The Nasdaq-100 climbs +1% to 17,962 (+2.2% weekly, +6.85% since January 1 and +26% since October 30, 2023) and 18,000 is within reach from Monday.

The Nasdaq Composite soars by +1.2% towards 16,000 (+2.3% weekly and +6.5% since January 1, or +65% on an annual basis!) in the wake -obviously- of Nvidia with +3.6% and already +45% in 5 weeks (its capitalization jumps towards $1,800 billion, it’s stratospheric).
The other stars of the day were Nvidia’s rivals: Applied Materials with +6.9%, Lam Research and MongoDb with +5.5%, the founder KLA with +5.1%, without forgetting ASML +2.9%, Palo Alto +2.7%, Datadog +2.6%, NXP +2.5%, AMD and Intel +1.9%.
The titans of the rating, ‘GAFAM’, shone again with Microsoft +1.6%, Alphabet +2%, Amazon +2.7%.

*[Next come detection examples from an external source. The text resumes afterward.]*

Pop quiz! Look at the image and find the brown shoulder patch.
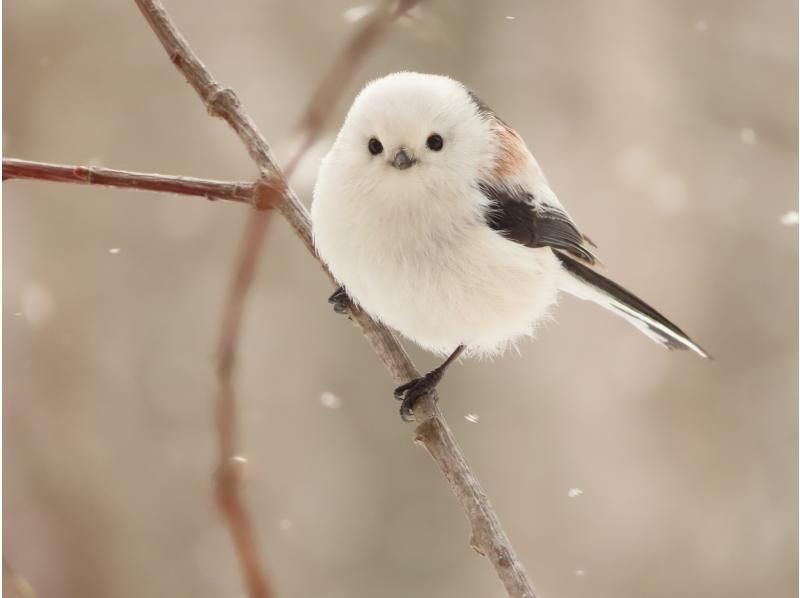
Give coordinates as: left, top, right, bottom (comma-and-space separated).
492, 121, 528, 180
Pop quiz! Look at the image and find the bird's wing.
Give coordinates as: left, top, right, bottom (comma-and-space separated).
478, 181, 598, 266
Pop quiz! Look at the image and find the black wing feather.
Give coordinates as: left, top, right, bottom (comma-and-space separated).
478, 183, 597, 264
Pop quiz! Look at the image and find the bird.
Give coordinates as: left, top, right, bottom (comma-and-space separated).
311, 72, 709, 421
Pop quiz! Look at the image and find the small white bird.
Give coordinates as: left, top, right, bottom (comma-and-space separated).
311, 72, 708, 419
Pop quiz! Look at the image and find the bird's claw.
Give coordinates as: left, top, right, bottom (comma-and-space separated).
394, 371, 441, 422
328, 287, 352, 316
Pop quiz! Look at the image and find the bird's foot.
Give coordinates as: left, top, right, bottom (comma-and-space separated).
328, 287, 353, 316
394, 370, 442, 422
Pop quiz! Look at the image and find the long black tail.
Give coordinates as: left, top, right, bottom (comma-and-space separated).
555, 252, 709, 358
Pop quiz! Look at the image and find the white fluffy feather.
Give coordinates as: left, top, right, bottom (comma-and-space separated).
311, 73, 702, 355
311, 73, 560, 354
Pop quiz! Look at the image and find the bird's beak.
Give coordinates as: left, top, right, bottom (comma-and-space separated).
390, 147, 417, 170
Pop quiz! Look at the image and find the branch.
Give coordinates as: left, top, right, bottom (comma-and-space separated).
3, 158, 268, 207
6, 0, 535, 598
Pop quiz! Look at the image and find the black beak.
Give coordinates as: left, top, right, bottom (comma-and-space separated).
390, 148, 417, 170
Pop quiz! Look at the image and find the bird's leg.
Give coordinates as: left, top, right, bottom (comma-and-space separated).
394, 345, 466, 422
328, 287, 353, 316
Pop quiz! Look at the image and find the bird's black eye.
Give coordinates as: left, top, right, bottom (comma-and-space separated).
425, 133, 444, 152
367, 137, 383, 156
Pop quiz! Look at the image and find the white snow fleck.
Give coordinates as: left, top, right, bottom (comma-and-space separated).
278, 517, 292, 532
20, 282, 54, 324
342, 4, 372, 23
319, 391, 342, 409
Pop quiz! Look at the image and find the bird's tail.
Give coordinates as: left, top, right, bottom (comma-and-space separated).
555, 252, 709, 358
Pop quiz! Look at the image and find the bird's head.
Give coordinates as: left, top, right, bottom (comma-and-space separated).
326, 72, 491, 203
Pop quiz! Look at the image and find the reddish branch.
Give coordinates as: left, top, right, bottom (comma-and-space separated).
4, 0, 535, 598
3, 158, 258, 205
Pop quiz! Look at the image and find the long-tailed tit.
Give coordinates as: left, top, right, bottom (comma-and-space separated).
311, 72, 708, 419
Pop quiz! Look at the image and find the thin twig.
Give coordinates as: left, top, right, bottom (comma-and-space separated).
3, 158, 266, 206
3, 555, 36, 598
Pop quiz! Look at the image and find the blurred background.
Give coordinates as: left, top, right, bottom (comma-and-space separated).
3, 0, 798, 598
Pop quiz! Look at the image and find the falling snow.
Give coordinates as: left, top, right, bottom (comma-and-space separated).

The week which is ending has also revealed significant disparities in global growth, with the American economy displaying excellent health, far ahead of Europe and China which have a tendency, at best, to stagnate.

With the prospect of much more sustained activity than expected, a ‘soft landing’ in the United States in 2024 becomes almost improbable, the declarations of several members of the: it is not even certain that the FED ‘pivots’ next May if the labor market remains at its peak (wage rise in sight) and if inflation resurfaces, after having calmed down at the end of 2023, thanks to very positive ‘base effects’.

We will have to watch the latest inflation figures in the United States next week.
In the meantime, Wall Street continues to ignore the tensions in the interest rate market, with the most optimistic seeing it as proof of the robustness of the American economy.

The yield on T-Bonds continues to soar with a yield exceeding 4.18% over 10 years (+1.5Pt), the highest since the start of the year.